Historically this has required developers to handcraft the wrappers or bindings, which is error prone and doesn’t scale to broad API coverage. In recent years, given the strong demand for calling Win32 APIs from various languages, several community projects have spawned to provide more strongly typed and idiomatic representations of these wrappers and bindings to provide an improved developer experience and spare developers the overhead of creating them themselves. Some notable projects include PInvoke for .NET and winapi-rs for Rust.
The main challenge with these projects is they are manually maintained, which makes broad and sustained API coverage difficult and costly, and their work doesn’t really benefit other languages.
As owners of the Windows SDK, we wanted to see where we could provide unique value here, take some of the burden off of the community, and make achieving broad and sustainable API coverage across languages a reality.
The result of this is our win32metadata project and corresponding Win32 language projections now in preview on GitHub!
Win32 Metadata
The goal of the win32metadata project is to provide a complete description of the Win32 API surface in metadata so that it can be projected to any language in an automated way, improving correctness and minimizing maintenance overhead.
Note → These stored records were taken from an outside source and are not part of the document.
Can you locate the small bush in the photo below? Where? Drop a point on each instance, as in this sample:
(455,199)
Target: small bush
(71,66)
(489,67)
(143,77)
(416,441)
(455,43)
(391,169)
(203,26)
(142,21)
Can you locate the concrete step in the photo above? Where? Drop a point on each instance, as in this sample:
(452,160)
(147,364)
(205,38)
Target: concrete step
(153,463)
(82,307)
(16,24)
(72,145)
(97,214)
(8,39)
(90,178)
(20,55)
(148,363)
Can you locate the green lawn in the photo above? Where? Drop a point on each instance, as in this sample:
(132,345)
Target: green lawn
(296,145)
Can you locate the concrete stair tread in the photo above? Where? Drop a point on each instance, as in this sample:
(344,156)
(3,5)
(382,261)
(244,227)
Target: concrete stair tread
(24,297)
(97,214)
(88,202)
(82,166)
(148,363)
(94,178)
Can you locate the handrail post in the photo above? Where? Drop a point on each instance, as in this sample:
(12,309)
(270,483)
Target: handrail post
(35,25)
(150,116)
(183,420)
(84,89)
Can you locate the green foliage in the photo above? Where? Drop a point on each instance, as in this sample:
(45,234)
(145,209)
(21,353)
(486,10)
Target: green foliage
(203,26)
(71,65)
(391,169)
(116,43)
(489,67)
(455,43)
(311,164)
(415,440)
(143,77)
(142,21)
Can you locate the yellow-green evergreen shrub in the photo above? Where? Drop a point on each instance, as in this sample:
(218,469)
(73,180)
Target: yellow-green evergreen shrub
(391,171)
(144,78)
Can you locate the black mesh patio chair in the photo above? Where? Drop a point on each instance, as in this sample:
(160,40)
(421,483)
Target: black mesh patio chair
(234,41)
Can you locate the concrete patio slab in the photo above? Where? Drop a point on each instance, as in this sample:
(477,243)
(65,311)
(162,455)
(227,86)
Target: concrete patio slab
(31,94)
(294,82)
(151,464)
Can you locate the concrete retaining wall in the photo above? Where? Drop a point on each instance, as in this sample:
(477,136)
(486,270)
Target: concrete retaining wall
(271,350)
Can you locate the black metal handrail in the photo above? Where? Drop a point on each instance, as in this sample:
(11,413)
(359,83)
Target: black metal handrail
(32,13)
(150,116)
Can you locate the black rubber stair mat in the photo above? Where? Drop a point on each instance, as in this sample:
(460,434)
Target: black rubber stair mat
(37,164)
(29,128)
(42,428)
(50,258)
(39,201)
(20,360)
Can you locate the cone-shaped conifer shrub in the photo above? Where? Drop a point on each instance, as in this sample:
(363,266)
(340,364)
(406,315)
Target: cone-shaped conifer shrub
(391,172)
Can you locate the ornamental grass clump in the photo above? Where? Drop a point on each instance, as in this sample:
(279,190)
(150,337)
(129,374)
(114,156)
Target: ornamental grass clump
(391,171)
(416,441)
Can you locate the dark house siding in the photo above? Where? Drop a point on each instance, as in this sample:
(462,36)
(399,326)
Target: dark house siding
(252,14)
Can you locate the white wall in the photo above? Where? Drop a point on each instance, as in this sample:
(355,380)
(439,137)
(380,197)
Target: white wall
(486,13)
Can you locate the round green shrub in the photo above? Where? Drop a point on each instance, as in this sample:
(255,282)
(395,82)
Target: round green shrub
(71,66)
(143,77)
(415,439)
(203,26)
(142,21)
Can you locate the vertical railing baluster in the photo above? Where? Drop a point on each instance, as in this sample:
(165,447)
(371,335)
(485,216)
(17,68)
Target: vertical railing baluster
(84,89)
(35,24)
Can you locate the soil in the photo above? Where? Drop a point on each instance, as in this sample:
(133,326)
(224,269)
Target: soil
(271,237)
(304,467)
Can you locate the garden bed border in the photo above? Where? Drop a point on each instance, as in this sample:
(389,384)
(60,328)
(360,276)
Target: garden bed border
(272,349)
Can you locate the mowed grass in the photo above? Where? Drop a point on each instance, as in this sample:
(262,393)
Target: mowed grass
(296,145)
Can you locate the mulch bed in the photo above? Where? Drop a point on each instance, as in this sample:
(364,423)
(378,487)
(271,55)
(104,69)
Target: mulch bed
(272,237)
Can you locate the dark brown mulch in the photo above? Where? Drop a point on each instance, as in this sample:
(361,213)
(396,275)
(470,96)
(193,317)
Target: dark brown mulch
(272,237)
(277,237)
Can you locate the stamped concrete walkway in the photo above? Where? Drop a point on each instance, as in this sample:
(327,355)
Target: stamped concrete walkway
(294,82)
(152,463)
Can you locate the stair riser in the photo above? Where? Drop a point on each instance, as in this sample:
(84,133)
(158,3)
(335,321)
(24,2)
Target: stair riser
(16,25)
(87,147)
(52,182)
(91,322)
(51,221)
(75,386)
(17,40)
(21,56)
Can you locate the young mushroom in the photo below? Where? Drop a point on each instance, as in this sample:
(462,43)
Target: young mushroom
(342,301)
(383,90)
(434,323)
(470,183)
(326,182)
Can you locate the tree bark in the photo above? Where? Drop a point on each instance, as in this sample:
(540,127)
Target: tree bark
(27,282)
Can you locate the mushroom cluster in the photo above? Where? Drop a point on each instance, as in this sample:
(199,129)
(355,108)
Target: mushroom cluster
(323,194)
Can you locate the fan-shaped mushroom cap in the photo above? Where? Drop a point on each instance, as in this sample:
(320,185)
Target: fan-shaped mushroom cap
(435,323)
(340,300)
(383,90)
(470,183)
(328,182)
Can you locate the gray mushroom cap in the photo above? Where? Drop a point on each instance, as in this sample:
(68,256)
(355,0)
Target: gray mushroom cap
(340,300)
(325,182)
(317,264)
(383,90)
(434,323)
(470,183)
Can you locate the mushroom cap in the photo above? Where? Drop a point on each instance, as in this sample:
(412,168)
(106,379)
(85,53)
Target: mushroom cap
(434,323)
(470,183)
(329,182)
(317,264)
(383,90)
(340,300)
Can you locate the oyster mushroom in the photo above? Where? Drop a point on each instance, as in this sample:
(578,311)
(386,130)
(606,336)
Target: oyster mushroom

The output of this project is effectively an ECMA-335 compliant Windows metadata file (winmd) published to Nuget.org containing metadata describing the entire Win32 API surface.
Win32 APIs have existed for a long time, so accurately describing all of them will take some iteration. We will be developing this tooling in the open and welcome community contributions to ensure an accurate representation of the Win32 API surface that will benefit all languages.
For this metadata to enable developers to call Win32 APIs idiomatically from the language of their choice, we need language projections built on top of it. The first such language projection is C#/Win32.